Detection, Spatiotemporal Characterization, and Quantification of Relevant ERP Components

To detect and quantify relevant components (P1p, P2a, and N2x), we employed a two-step Principal Component Analysis (PCA), a strategy that has repeatedly been recommended for data reduction purposes in order to reliably define individual ERP components and to manage component overlap (Chapman et al. 2004; Dien 2010). Briefly, temporal PCA (tPCA) computes the covariance between all ERP time points, which tends to be high between those involved in the same component and low between those belonging to different components. The solution is a set of factors composed of highly covarying time points, which ideally correspond to ERP components. Extracted temporal factors (TF) are quantified as factor scores, linearly related to amplitudes (Dien 2010, 2012). The decision on the number of factors to select was based on the scree test (Maxwell and Cliff 2006). Extracted factors were submitted to promax rotation, as previously recommended (Dien 2010). Once quantified in temporal terms and prior to statistical contrasts, relevant temporal components were decomposed into their main spatial regions via a spatial PCA (sPCA). Thus, while tPCA separates ERP components over time, sPCA separates them in space, each scalp region or spatial factor (SF) ideally reflecting one of the concurrent neural processes underlying each TF. This spatial decomposition is an advisable strategy prior to statistical contrasts, given that ERP components may behave differently in some scalp areas than in others. Basically, each SF is formed with the scalp points where recordings tend to covary. As in the case of tPCA, the decision on the number of spatial factors to select was based on the scree test, and extracted factors were submitted to promax rotation as well. Statistical analyses were computed on spatial factor scores, which are linearly related to amplitudes.
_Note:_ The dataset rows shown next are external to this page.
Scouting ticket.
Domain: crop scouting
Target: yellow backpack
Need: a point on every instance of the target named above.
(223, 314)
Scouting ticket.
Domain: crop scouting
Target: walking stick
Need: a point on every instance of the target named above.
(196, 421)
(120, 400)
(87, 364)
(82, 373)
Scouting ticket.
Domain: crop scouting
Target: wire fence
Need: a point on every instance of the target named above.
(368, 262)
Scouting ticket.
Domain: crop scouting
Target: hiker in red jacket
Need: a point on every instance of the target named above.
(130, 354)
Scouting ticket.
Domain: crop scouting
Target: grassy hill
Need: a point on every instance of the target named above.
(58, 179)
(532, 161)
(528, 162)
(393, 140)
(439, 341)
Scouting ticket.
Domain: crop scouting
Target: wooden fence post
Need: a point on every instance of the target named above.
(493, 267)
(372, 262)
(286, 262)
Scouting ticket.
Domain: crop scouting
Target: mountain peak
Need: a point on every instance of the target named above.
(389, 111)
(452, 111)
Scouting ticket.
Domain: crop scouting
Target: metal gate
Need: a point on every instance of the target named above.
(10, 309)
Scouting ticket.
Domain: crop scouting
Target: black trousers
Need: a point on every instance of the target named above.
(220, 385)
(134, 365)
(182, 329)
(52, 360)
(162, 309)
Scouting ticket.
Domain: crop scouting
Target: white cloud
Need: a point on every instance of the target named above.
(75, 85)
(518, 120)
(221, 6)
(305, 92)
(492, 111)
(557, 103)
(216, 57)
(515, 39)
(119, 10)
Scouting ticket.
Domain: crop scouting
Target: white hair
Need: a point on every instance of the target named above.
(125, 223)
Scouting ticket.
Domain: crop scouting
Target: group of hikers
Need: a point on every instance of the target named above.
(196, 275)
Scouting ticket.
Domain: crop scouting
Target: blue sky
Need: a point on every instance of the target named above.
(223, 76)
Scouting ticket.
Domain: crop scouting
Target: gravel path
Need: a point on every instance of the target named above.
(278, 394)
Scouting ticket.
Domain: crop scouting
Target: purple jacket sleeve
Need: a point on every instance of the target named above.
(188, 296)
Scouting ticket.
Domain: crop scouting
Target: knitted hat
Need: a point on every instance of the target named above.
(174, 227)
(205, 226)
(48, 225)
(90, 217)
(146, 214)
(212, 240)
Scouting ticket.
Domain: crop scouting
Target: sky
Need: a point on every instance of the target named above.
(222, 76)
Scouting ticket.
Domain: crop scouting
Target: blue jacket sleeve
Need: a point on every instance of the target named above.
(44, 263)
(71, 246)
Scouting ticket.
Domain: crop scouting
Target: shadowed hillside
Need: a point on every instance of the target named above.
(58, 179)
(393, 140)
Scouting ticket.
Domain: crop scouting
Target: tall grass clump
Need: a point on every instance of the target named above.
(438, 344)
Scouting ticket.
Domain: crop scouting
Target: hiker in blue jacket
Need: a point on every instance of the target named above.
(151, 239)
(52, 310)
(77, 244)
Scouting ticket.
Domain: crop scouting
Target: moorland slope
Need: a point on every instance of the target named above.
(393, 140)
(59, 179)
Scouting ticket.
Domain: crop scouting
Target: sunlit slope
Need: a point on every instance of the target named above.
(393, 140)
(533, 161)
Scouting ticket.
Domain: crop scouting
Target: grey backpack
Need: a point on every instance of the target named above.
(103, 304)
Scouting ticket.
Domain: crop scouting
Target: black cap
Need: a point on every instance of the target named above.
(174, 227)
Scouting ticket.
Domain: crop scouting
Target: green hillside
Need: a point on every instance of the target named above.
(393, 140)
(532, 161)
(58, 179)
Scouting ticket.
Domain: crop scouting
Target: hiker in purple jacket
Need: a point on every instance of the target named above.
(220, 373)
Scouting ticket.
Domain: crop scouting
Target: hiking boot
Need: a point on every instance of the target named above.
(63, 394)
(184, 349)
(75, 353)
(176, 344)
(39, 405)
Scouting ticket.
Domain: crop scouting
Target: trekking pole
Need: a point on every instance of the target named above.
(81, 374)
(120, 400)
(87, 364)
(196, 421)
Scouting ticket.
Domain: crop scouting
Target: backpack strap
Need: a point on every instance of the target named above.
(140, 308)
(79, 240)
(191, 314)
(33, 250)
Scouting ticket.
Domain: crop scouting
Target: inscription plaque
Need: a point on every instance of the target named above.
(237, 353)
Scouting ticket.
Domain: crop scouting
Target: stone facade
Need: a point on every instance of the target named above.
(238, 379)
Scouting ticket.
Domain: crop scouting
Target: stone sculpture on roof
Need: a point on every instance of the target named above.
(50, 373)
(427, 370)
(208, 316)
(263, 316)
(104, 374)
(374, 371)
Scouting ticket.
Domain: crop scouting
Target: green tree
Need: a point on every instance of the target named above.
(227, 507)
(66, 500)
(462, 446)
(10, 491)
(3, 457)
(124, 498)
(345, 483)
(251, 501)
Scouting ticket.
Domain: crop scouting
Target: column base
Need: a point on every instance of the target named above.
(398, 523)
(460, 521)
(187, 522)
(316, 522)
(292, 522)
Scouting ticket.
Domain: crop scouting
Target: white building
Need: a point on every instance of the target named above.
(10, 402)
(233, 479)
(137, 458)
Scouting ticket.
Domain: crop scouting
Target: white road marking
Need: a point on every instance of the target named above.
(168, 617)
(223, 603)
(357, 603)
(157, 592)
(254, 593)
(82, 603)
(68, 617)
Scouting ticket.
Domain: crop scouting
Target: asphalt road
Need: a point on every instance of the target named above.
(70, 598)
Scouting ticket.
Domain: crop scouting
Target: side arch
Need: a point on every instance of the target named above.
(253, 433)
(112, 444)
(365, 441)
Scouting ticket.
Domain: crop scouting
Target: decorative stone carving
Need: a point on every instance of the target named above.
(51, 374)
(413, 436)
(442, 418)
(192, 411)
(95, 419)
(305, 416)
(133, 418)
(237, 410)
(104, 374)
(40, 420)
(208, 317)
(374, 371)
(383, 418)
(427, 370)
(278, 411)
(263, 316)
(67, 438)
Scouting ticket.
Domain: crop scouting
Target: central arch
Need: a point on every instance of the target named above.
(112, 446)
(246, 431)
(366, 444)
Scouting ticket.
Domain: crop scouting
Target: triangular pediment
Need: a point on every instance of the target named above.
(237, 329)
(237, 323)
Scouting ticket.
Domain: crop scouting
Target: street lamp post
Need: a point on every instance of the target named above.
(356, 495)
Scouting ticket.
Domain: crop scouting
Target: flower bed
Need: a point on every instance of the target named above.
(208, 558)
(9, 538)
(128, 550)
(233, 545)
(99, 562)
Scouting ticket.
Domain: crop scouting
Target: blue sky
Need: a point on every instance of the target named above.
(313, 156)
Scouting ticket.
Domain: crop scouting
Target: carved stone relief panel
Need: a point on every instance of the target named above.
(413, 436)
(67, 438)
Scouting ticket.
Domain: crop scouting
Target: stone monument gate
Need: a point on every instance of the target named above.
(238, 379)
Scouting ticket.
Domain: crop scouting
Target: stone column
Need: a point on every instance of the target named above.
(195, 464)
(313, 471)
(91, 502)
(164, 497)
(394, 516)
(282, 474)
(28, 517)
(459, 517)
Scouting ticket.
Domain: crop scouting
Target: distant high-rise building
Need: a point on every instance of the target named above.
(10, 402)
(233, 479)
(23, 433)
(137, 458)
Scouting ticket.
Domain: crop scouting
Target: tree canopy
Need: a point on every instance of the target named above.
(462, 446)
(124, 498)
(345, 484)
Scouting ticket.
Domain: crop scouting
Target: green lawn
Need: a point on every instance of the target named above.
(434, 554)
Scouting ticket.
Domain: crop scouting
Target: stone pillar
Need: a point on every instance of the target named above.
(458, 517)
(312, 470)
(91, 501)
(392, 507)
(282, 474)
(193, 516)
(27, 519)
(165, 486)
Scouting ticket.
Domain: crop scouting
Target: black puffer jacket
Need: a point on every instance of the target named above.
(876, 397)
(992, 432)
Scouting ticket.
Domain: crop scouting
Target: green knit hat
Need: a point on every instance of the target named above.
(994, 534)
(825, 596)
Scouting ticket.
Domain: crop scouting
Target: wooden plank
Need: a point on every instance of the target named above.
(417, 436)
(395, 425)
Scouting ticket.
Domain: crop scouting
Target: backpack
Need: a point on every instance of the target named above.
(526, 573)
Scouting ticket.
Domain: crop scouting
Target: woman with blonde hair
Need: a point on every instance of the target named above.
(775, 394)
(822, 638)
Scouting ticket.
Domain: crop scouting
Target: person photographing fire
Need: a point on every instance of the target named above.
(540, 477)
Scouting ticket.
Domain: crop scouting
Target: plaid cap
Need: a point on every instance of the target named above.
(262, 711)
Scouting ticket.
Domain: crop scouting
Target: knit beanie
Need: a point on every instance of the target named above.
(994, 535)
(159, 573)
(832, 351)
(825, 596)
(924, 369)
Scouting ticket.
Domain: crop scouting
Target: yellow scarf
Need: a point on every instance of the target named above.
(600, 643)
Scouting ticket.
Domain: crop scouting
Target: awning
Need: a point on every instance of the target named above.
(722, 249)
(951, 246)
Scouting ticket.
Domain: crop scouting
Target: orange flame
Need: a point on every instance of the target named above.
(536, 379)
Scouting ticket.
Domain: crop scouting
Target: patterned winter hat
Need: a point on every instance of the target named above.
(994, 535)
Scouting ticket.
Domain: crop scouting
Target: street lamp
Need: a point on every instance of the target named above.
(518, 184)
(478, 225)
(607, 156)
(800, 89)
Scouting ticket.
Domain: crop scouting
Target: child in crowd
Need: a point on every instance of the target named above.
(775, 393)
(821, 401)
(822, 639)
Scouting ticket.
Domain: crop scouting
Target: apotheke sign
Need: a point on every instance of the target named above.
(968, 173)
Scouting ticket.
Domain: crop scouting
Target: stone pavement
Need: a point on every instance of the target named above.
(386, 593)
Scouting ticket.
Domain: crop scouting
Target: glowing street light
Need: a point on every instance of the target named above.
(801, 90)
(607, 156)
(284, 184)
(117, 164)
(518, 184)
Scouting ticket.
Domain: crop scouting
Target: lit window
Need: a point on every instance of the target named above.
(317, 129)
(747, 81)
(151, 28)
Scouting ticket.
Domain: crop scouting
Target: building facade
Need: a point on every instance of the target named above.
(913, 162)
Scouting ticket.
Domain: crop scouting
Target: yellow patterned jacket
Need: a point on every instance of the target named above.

Analyses on Experimental Effects

Concerning behavior, average reaction times (in milliseconds) and number of errors (defined here as average of incorrect and blank responses) for each participant in each condition were submitted to non-parametric contrasts (Wilcoxon signed-rank test), due to their non-Gaussian distribution [K-S test on reaction times: D (426) = 0.158, p < 0.001; on number of errors: D (426) = 0.070, p < 0.001]. Effect sizes for these non-parametrical tests were computed using the procedure described by Pallant (2007, pp. 224–225). Means and standard deviations of behavioral data are presented in Table 3.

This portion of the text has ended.